Trata-se de uma dúvida perturbadora, um mistério que atormenta os seres humanos
desde a Antiguidade. Com base em questionamentos sobre nossa existência,
apareceram, no decorrer dos anos, diversas teorias que tentam explicar a origem
da vida na Terra. Na segunda metade do século 19, o inglês Charles Darwin
apresentava ao mundo a teoria da evolução. Nessa teoria, o homem é visto como
um resultado de mudanças que ocorreram com o passar do tempo. Foram necessários
vinte anos de estudos e pesquisas em diversos ambientes para que Darwin
publicasse essa teoria, uma vez que, naquela época, as crenças religiosas
contrariavam suas descobertas. Desse modo, apenas em 1859, lançou o livro A origem das espécies através da seleção natural. Nessa obra o
naturalista defende que apenas os seres mais adaptados ao seu meio sobrevivem e
passam suas modificações para as próximas gerações. Essa ideia causou muitos
debates na comunidade científica e religiosa.
As
discussões ainda perduram nos dias atuais, já que a teoria criacionista é bem
aceita pela população em geral, principalmente por estar de acordo com os
relatos bíblicos. Quem segue uma religião cristã já se deparou com um dilema ao
estudar na escola a teoria da evolução, pois a crença tradicional é a de que
Deus criou o mundo e seus primeiros habitantes foram Adão e Eva, conforme
consta na Bíblia.
A
mestre em Biologia Marinha Natália Alves explica que a vida teria surgido da
água através de processos evolutivos e, posteriormente, a seleção natural. Essa
etapa, que compõe o início da teoria da evolução, é conhecida como evolução
molecular. “A partir de compostos inorgânicos como carbono, hidrogênio,
oxigênio, nitrogênio, dentre vários outros, foram realizadas combinações por
meio de reações químicas, dando origem a outras moléculas orgânicas com maior
complexidade”, afirma.
A
bióloga cita, por exemplo, as proteínas e os carboidratos e relata que essas
moléculas são essenciais para os seres vivos. As séries de reações químicas que
teriam ocorrido para dar origem à vida só teriam sido possíveis devido à
presença das moléculas de água no estado líquido.
Existe
uma terceira teoria que tem conquistado espaço na comunidade científica e
agradado alguns religiosos. Trata-se do design
inteligente, inicialmente proposta pelo teólogo William Paley, em 1831. Essa
teoria tenta provar que certas características da vida na Terra são mais bem
explicadas se considerarmos uma causa inteligente. A linha de pensamento aceita
alguns conceitos expostos por Darwin e procura evidenciar seus erros e acertos.

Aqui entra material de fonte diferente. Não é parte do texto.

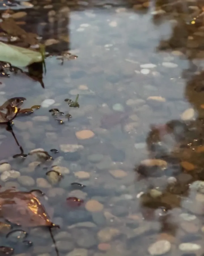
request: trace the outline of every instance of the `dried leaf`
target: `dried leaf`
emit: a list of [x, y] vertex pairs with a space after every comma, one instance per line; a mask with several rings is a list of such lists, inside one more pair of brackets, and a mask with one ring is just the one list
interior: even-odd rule
[[24, 227], [54, 226], [37, 197], [8, 189], [0, 192], [1, 213], [10, 222]]

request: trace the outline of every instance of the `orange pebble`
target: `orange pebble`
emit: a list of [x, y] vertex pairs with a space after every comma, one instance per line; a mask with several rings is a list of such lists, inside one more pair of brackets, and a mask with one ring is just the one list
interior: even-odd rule
[[98, 249], [100, 251], [107, 251], [110, 248], [110, 245], [106, 243], [102, 243], [98, 245]]

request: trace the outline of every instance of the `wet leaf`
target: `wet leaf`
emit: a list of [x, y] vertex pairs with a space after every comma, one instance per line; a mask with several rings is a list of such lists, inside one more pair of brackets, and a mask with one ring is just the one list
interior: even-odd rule
[[1, 215], [11, 223], [24, 227], [54, 226], [38, 198], [30, 192], [2, 191], [0, 205]]
[[38, 51], [2, 42], [0, 42], [0, 60], [9, 62], [16, 67], [27, 67], [42, 61], [41, 54]]
[[21, 229], [13, 230], [8, 233], [6, 236], [7, 238], [14, 241], [22, 241], [27, 236], [27, 233]]

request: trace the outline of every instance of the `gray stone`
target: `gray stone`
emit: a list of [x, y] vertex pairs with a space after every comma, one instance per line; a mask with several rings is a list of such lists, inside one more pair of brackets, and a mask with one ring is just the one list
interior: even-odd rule
[[69, 229], [73, 228], [96, 228], [96, 225], [90, 221], [85, 221], [84, 222], [80, 222], [76, 223], [70, 226], [68, 226], [67, 228]]
[[81, 228], [74, 231], [74, 237], [76, 243], [80, 247], [90, 248], [97, 244], [95, 233], [89, 230]]
[[34, 179], [29, 176], [23, 175], [20, 176], [18, 178], [18, 181], [21, 185], [27, 187], [34, 186], [35, 184]]
[[88, 256], [88, 251], [83, 248], [76, 248], [65, 256]]
[[[56, 243], [56, 245], [60, 251], [70, 251], [75, 247], [74, 242], [72, 241], [69, 241], [67, 239], [57, 241]], [[52, 247], [54, 247], [54, 245], [53, 245]]]
[[99, 163], [103, 160], [104, 156], [101, 154], [93, 154], [88, 156], [88, 160], [92, 163]]
[[49, 188], [52, 187], [48, 181], [44, 178], [37, 178], [36, 179], [36, 184], [39, 187]]
[[171, 249], [171, 244], [167, 240], [160, 240], [151, 244], [148, 249], [151, 255], [162, 255], [168, 252]]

A vida teria sido criada por uma causa inteligente, a partir disso os seres
sofrem modificações chamadas de “microevoluções”.
No
livro Fique por dentro da evolução,
David Burnie afirma que a teoria de Darwin está sujeita a leis que podem ser
verificadas por experimentos. Contudo, os vários elementos do acaso, envolvidos
na evolução, fazem com que seus futuros passos nunca possam ser previstos. É
nessa brecha que os adeptos do design
inteligente encontram controvérsias. Eles afirmam que muitos aspectos da
evolução são expostos de forma teórica e filosófica, ou seja, uma série de
suposições que eles classificam como “naturalismo metafísico”.
Segundo
o coordenador do Núcleo Brasileiro de Design Inteligente (NBDI) e mestre em
História da Ciência Enézio Eugênio de Almeida Filho, existem diferenças
fundamentais entre o criacionismo e o design
inteligente. Ele afirma que o criacionismo é baseado em relatos sagrados de
criação, enquanto o design
inteligente procura evidências na natureza [embora os criacionistas também façam
isso]. “A teoria do design
inteligente é simplesmente um esforço de detectar empiricamente se a
complexidade de tudo o que existe na natureza, fato reconhecido por todos os
biólogos, são designs genuínos ou
produtos do acaso, como a seleção natural”, explica.
A
doutora em Biologia Animal pela Universidade Federal de Pernambuco (UFPE)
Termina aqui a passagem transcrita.